Hoden.

Männliche Säugetiere haben ein Problem: Ihre Keimdrüsen stellen bei zu hohen Temperaturen die Produktion von Samenzellen ein. Dummerweise ist die Temperatur im Körperinneren schon zu hoch, und das bedeutet, dass die Hoden dort nicht untergebracht werden können. Weibliche Säugetiere haben dieses Problem nicht – ihre Eierstöcke liegen gut geschützt mitten im Unterleib.
Die Hoden müssen also vor Überhitzung geschützt werden. Die Natur fand als Lösung die Luftkühlung: Die Hoden wurden in einen Beutel aus Haut gesteckt und unter dem Körper frei aufgehängt. Damit ist das Problem der Kühlung gelöst, aber ein neues ist entstanden. Es ist eigentlich keine gute Idee, ausgerechnet die Keimdrüsen, unverzichtbar für die Erhaltung der Art, so ungeschützt zur Schau zu stellen. Sie sind Wind und Wetter ausgesetzt, ohne Schutz von spitzen Steinen, stechenden Dornen oder scharfen Zähnen.

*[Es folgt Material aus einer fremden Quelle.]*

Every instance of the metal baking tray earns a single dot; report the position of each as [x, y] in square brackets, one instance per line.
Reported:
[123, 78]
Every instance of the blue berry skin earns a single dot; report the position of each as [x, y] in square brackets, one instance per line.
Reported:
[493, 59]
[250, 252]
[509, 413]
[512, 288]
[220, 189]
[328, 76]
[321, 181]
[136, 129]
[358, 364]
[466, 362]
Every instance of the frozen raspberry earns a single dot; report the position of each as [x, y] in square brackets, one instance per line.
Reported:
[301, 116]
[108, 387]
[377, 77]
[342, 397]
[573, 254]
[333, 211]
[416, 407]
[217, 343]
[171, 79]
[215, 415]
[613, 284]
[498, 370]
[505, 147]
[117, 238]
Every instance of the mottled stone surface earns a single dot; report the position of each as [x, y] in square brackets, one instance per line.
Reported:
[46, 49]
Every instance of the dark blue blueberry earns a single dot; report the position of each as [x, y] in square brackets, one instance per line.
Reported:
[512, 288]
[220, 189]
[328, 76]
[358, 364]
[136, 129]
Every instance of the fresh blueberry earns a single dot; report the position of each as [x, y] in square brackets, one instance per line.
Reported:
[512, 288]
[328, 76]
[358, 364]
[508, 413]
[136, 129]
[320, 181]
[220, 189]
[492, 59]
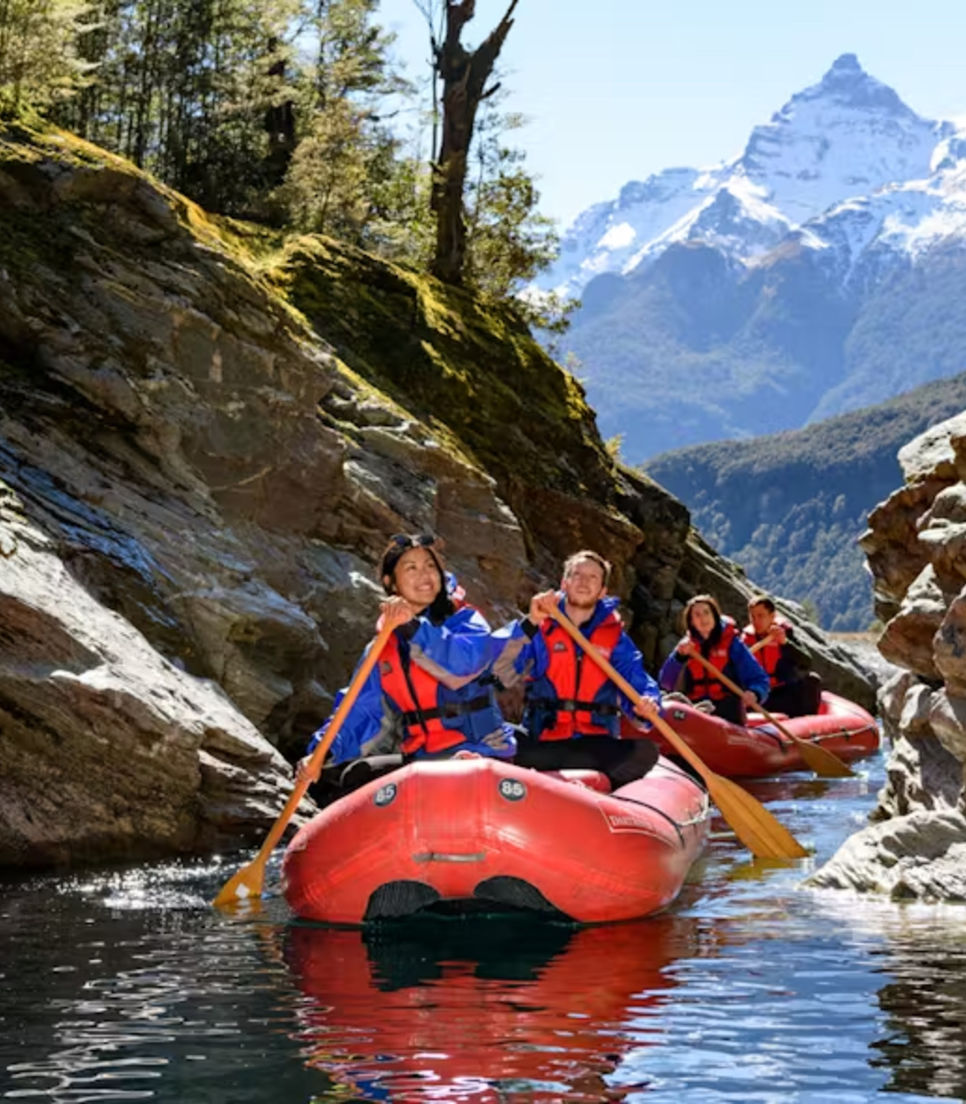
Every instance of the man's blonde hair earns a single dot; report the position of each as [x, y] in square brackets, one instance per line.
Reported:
[572, 561]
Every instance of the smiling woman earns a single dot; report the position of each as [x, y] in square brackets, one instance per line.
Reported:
[431, 693]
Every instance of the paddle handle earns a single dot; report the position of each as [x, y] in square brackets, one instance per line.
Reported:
[322, 746]
[680, 745]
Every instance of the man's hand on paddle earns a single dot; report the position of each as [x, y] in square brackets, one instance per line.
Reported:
[542, 605]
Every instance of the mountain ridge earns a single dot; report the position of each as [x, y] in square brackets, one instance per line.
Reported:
[791, 507]
[820, 271]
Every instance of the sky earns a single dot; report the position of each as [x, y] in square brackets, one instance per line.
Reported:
[617, 89]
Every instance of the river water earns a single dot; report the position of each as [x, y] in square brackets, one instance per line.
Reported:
[124, 985]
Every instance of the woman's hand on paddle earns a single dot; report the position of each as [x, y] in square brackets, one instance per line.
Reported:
[647, 708]
[395, 612]
[303, 773]
[542, 605]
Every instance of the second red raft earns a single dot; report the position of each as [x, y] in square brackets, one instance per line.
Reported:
[760, 750]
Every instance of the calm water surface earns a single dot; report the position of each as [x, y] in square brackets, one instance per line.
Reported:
[126, 986]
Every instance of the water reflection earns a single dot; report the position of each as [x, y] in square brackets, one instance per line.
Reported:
[469, 1010]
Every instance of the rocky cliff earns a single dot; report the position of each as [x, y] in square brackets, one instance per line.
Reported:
[916, 550]
[205, 437]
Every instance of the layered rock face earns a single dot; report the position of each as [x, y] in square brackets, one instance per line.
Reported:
[916, 550]
[205, 438]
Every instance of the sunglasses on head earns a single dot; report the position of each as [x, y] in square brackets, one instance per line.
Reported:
[412, 541]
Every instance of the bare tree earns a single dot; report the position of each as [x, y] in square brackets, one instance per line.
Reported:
[463, 75]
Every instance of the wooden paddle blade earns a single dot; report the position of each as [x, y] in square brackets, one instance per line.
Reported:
[824, 762]
[248, 881]
[762, 834]
[245, 884]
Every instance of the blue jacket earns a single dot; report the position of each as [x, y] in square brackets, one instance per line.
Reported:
[742, 668]
[459, 653]
[533, 660]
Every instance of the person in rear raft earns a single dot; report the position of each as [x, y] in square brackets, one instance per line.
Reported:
[431, 693]
[794, 689]
[571, 709]
[715, 637]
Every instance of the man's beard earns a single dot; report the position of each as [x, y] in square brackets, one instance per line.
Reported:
[582, 605]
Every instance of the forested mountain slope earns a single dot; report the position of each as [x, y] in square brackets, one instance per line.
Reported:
[791, 506]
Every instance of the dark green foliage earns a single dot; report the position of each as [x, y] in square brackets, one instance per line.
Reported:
[789, 507]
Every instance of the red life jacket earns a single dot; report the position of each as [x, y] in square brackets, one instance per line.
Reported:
[703, 683]
[415, 693]
[770, 654]
[576, 680]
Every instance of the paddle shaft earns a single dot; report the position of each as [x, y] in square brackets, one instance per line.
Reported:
[252, 874]
[752, 823]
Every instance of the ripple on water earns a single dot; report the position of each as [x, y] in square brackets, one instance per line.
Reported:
[126, 985]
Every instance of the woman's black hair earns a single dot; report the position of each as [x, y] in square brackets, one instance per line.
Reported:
[710, 601]
[442, 606]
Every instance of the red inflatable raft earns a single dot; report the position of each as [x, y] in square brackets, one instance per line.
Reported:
[479, 832]
[761, 750]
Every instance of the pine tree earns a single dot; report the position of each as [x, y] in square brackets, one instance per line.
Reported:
[40, 64]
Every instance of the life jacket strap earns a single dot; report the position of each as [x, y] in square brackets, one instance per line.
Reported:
[450, 709]
[572, 706]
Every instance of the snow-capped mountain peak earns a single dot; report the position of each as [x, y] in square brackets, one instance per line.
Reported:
[847, 137]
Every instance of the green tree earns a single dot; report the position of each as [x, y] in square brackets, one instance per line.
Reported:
[508, 240]
[345, 174]
[40, 63]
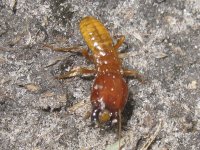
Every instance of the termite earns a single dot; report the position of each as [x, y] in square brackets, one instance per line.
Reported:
[110, 91]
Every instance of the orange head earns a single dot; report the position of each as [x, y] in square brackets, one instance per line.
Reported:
[108, 98]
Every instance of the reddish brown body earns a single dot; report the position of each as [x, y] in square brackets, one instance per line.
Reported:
[110, 91]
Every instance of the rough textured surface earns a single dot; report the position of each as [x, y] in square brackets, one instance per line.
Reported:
[163, 39]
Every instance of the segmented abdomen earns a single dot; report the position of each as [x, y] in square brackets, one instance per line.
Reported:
[95, 35]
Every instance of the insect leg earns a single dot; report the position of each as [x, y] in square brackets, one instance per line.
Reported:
[78, 71]
[133, 73]
[76, 49]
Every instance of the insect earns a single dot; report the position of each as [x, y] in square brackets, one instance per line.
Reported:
[110, 91]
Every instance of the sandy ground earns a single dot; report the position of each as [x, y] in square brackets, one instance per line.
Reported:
[39, 112]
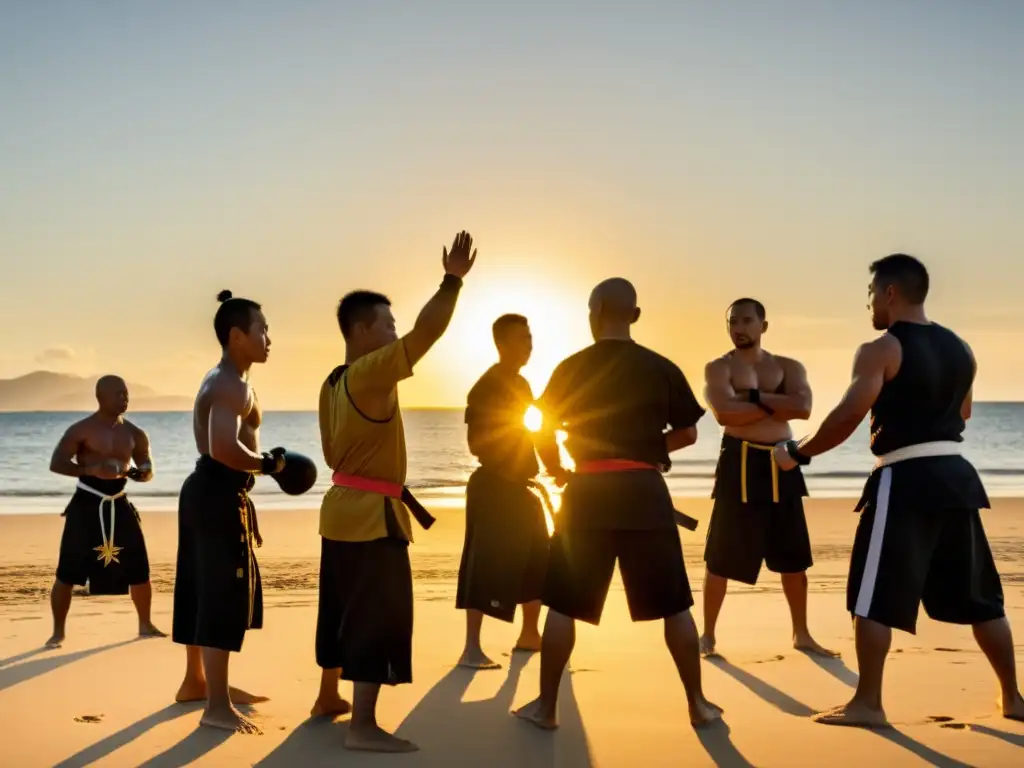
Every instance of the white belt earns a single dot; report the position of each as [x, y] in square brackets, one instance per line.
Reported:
[108, 552]
[919, 451]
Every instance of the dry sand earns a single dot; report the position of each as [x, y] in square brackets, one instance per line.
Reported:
[105, 697]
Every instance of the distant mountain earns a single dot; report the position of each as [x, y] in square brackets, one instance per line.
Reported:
[45, 390]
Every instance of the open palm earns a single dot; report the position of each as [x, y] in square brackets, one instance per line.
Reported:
[460, 259]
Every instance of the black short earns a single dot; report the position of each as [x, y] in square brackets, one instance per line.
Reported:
[758, 516]
[906, 553]
[80, 559]
[365, 614]
[505, 554]
[218, 594]
[582, 561]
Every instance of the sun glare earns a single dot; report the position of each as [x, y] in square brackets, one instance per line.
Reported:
[557, 318]
[532, 419]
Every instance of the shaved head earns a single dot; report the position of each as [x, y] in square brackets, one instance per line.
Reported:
[612, 307]
[615, 298]
[112, 394]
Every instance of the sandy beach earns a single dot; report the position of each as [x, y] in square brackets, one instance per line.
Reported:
[105, 697]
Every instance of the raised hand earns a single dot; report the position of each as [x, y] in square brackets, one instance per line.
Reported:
[460, 259]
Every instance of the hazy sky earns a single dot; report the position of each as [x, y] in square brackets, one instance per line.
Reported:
[294, 151]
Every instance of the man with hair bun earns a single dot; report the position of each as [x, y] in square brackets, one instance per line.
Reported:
[217, 591]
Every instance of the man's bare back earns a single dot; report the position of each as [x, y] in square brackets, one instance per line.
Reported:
[223, 387]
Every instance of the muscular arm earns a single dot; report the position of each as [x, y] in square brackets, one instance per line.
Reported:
[62, 461]
[229, 403]
[868, 377]
[795, 402]
[551, 404]
[141, 456]
[728, 409]
[967, 408]
[433, 320]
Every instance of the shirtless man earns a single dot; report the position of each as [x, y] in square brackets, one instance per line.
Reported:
[614, 399]
[99, 451]
[217, 591]
[920, 539]
[505, 554]
[758, 514]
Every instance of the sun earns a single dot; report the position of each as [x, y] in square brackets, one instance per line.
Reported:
[532, 419]
[557, 316]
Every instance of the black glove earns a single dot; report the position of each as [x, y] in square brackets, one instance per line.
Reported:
[272, 462]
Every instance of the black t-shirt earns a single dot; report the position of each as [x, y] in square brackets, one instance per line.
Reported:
[923, 401]
[614, 400]
[495, 411]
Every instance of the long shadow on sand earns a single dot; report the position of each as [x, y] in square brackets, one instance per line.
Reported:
[451, 731]
[12, 674]
[1014, 738]
[791, 706]
[715, 738]
[188, 750]
[837, 668]
[115, 741]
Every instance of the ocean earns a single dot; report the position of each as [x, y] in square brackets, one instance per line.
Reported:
[439, 462]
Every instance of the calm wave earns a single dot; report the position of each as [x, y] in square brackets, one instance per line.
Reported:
[439, 463]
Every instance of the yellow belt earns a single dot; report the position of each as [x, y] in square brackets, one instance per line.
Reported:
[742, 469]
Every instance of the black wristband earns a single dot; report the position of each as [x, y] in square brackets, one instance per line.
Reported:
[794, 451]
[451, 283]
[269, 464]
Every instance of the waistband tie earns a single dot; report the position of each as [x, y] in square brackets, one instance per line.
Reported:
[745, 444]
[108, 552]
[386, 488]
[919, 451]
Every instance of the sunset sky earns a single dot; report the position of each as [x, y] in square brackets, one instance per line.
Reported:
[152, 155]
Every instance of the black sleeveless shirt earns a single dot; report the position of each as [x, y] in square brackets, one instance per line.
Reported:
[922, 403]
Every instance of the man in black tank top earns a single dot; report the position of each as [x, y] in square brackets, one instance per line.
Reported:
[920, 538]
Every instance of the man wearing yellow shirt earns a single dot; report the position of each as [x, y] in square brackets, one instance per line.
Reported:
[365, 619]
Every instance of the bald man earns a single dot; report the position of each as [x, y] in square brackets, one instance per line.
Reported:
[614, 399]
[102, 541]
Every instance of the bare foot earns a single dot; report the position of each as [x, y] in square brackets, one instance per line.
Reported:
[229, 720]
[477, 659]
[528, 643]
[708, 646]
[148, 630]
[536, 713]
[1013, 710]
[375, 738]
[240, 696]
[704, 712]
[855, 715]
[331, 707]
[195, 690]
[808, 644]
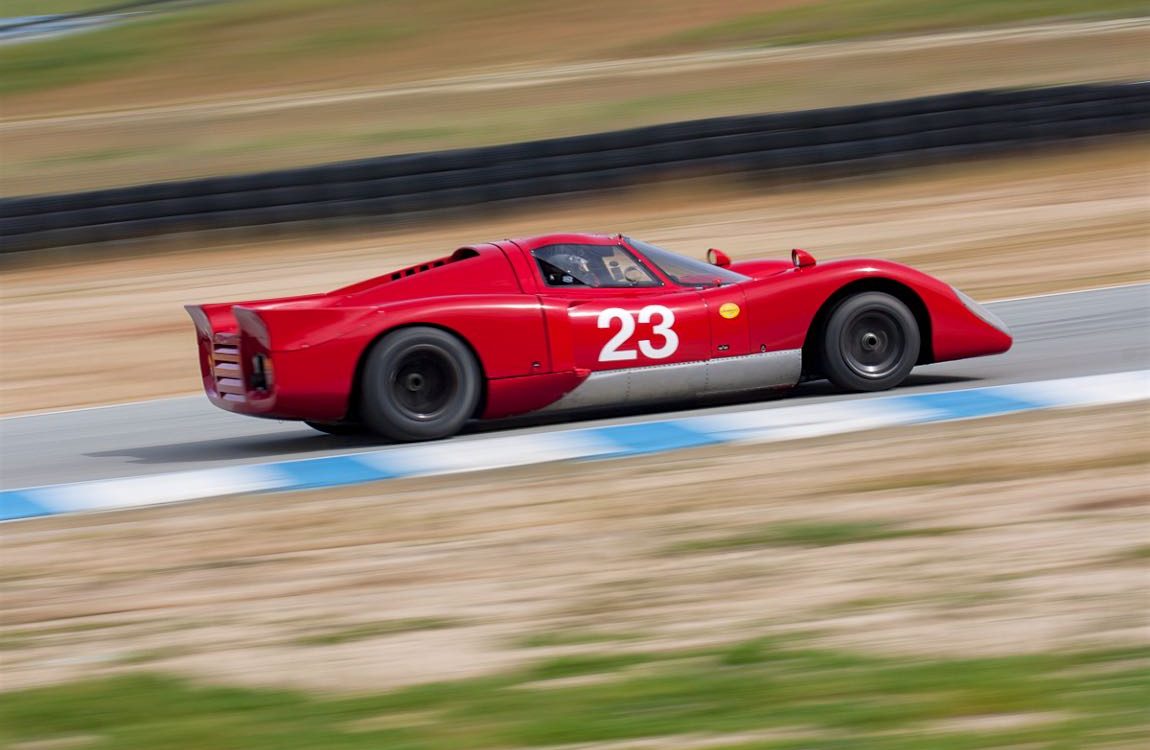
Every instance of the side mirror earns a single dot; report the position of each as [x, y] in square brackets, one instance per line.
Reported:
[715, 257]
[802, 259]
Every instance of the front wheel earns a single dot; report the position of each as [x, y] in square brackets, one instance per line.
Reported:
[420, 384]
[871, 343]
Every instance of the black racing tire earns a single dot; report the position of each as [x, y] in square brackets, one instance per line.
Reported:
[871, 343]
[419, 384]
[338, 428]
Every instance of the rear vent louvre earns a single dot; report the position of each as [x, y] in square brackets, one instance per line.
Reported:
[418, 269]
[227, 369]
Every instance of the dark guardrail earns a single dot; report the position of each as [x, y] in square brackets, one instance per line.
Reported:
[860, 138]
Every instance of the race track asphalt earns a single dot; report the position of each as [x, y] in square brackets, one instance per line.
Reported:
[1056, 336]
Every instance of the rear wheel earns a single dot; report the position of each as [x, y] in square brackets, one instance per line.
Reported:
[871, 343]
[420, 384]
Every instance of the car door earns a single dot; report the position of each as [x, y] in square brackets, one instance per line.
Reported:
[635, 341]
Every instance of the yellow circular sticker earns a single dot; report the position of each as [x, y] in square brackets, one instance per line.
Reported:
[729, 310]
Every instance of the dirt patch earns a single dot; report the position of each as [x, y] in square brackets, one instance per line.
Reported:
[82, 333]
[224, 589]
[505, 105]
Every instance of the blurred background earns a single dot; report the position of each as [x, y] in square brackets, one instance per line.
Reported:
[978, 584]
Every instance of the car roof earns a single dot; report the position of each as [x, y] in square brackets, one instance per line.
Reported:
[564, 238]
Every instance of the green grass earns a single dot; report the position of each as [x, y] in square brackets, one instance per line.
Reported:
[181, 37]
[805, 534]
[255, 35]
[837, 699]
[378, 629]
[858, 18]
[552, 638]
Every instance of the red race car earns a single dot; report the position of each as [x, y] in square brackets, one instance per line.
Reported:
[572, 322]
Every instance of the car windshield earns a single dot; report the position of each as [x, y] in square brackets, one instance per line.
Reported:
[685, 270]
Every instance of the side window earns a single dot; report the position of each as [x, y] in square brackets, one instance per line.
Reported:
[608, 266]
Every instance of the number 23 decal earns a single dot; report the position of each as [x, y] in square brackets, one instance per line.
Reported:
[613, 350]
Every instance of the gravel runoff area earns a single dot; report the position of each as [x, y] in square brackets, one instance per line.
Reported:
[1024, 534]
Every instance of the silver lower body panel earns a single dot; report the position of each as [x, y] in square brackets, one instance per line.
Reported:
[684, 381]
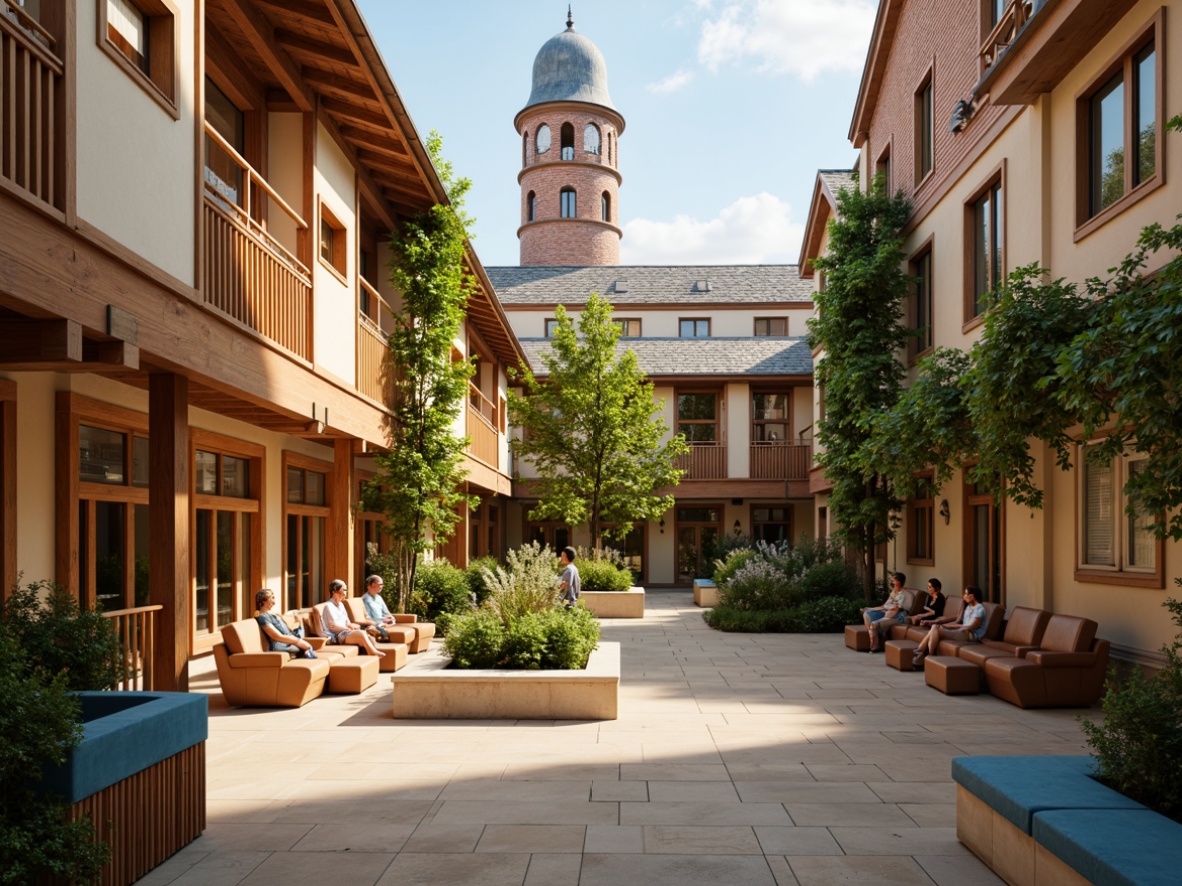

Zwar sind die Hoden in ihrem Beutel lose verpackt und mit Gel gepuffert, so dass sie Druck und anderen Angriffen in gewissem Maße ausweichen können. Trotzdem sind sie nur sehr unvollkommen geschützt. Als Lösung für dieses Problem blieb nur, den männlichen Wesen ein ausgeprägtes Gefühl für die Gegenwart und die Schadensanfälligkeit ihrer Keimdrüsen mitzugeben. Im Körpergefühl eines Mannes sind die Hoden stets gegenwärtig als ein Teil von ihm, der sorgsam behandelt und bewahrt werden muss. Eine gesunde Frau dagegen nimmt ihre Eierstöcke so wenig wahr wie ihre Nieren.
Frauen halten dieses Verhalten der Männer oft für Selbstverliebtheit oder übertriebenes Getue. In Wirklichkeit ist es ein Instinkt, der weit älter ist als die Menschheit, etwas, das wir mit den anderen Säugetieren gemeinsam haben. Und er erfüllt einen wichtigen Zweck: Jeder Mensch verdankt sein Leben nicht zuletzt einer Samenzelle aus einem wohlbewahrten Hoden.